Looking at the bottom of the unit, we see one main panel that covers a large portion of the base. Removing this panel unveils a dense collection of heatsinks and components. Upon first glance, we see two graphics cards, two memory modules, the processor, and a seemingly endless loop of heatpipes and heatsink assemblies. Despite such a concentrated grouping of components, the layout is surprisingly clean and efficient.


After removing the heatsink assemblies, we are able to truly see the overall layout of the board and the orientation of the components. Here, the heatsink assembly used to cool the GPU's serves double duty as it also cools the nForce4 SLI chipset. Although found in a mobile system, this is actually the same chipset used in desktop SLI motherboards. Moving our attention to the right, we find the AMD Turion64 ML-44 processor in all its glory.

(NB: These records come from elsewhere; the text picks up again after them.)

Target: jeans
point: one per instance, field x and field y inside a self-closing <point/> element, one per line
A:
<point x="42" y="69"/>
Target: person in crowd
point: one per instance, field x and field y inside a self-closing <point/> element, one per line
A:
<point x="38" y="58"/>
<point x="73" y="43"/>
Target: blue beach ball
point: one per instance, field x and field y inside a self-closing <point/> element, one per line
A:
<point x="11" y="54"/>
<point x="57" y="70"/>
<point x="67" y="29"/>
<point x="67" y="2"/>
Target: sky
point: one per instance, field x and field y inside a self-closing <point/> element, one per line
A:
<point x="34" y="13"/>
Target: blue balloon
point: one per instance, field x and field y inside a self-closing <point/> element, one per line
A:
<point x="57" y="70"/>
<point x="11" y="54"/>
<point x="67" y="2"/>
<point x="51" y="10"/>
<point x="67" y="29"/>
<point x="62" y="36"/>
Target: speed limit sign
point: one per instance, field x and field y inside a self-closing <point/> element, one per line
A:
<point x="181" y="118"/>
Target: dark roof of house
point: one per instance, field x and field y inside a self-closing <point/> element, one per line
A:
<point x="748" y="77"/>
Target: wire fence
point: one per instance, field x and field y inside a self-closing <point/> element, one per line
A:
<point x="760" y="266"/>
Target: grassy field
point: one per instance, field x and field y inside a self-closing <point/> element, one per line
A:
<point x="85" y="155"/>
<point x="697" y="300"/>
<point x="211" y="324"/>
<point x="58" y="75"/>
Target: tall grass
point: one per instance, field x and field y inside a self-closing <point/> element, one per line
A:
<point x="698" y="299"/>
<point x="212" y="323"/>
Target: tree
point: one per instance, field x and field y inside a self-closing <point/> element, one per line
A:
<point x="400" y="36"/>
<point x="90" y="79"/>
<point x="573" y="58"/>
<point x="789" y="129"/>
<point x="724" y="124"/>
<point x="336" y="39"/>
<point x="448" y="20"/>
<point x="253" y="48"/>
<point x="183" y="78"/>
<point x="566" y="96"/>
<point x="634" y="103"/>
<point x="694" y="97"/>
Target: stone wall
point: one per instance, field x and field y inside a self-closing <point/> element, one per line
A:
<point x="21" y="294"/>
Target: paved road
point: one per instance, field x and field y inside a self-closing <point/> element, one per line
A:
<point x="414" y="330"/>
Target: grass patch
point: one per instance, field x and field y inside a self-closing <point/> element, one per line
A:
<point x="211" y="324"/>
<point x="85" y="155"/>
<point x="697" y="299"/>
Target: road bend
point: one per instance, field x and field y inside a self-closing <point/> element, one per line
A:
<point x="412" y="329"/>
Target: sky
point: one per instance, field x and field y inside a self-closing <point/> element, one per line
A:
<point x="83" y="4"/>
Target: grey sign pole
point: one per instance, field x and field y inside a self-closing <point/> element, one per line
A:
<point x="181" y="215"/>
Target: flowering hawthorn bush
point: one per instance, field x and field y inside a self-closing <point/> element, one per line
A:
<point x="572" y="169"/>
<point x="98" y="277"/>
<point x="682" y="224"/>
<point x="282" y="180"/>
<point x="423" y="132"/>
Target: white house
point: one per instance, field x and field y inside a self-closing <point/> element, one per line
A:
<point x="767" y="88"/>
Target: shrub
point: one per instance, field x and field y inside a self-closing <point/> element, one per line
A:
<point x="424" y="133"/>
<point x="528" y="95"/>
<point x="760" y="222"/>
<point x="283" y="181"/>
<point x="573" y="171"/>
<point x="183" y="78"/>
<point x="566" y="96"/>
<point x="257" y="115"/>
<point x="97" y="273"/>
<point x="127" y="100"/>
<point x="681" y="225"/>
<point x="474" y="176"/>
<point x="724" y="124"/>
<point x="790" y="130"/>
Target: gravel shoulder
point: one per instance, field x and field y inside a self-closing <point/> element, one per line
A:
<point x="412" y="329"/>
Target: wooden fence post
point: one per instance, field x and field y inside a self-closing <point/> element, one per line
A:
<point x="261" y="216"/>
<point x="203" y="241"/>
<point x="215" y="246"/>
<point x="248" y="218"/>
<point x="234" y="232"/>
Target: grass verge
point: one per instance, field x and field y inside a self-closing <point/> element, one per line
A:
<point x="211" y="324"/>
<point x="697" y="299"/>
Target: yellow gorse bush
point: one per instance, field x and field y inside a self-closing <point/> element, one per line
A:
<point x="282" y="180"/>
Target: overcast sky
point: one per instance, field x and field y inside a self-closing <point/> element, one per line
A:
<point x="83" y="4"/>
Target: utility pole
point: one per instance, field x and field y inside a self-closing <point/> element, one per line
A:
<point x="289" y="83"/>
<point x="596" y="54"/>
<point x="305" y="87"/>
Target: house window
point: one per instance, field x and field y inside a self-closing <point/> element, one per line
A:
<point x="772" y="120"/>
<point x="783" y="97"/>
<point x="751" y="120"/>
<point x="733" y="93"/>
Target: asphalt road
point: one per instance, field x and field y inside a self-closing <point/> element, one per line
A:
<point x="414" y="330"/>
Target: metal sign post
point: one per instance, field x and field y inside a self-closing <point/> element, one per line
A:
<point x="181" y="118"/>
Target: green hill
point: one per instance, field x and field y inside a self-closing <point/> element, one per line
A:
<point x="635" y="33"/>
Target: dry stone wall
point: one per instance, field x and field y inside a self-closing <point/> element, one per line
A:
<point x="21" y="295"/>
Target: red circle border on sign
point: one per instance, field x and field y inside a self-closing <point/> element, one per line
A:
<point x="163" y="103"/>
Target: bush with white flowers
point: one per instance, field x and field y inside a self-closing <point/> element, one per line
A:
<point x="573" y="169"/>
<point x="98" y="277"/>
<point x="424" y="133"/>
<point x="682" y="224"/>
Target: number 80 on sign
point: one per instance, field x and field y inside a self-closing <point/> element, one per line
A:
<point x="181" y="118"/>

One of the most interesting aspects of the Aurora m9700 system's internals would be the use of an SLI bridge card to tell the system whether it is using single or dual GPU's. Common on all first generation desktop SLI boards, these bridge cards have since been replaced by logic that is able to sense the presence of a GPU and configure the system accordingly. We are told that although the 17" Aurora m9700 features a bridge card, the 19" ALX system (made by a different notebook ODM) will not use a bridge card and will instead do everything in logic like nearly all current desktop nForce 4 SLI motherboards.  nForce 4 SLIX16 and new nForce 590 SLI based motherboards don't need the bridge because they can feed 16 PCI Express lanes to each PEG slot.


In terms of supporting SLI, there are a number of required components. Looking at the images above, we see that beyond the obvious need for two discrete graphics cards we also need the previously mentioned bridge card as well as a flexible SLI connector. The SLI connectors themselves are surprisingly small as evidenced by the provided image using a finger for scale.


The crown jewels of the Aurora m9700 would certainly be the dual GeForce Go 7900 GS graphics card modules. Based on an MXM3 format, these modules each feature 256MB of memory to accompany the G71 GPU. Specifically, the modules we tested used Infineon memory modules that are rated for 500MHz which is the target operating frequency for this GPU as we will see below.

Referencing the appropriate slide from NVIDIA's presentation, we can clearly see the differences between the GeForce Go 7900 GS and the flagship GeForce Go 7900 GTX. Essentially, the GeForce Go 7900 GS has 8 fewer Shader ALU's with a slight disadvantage in terms of Geometry processing. The 125MHz decrease in core frequency and 100MHz lower memory frequency allow the GeForce Go 7900 GS to have a 25W lower power consumption than NVIDIA's flagship mobile part.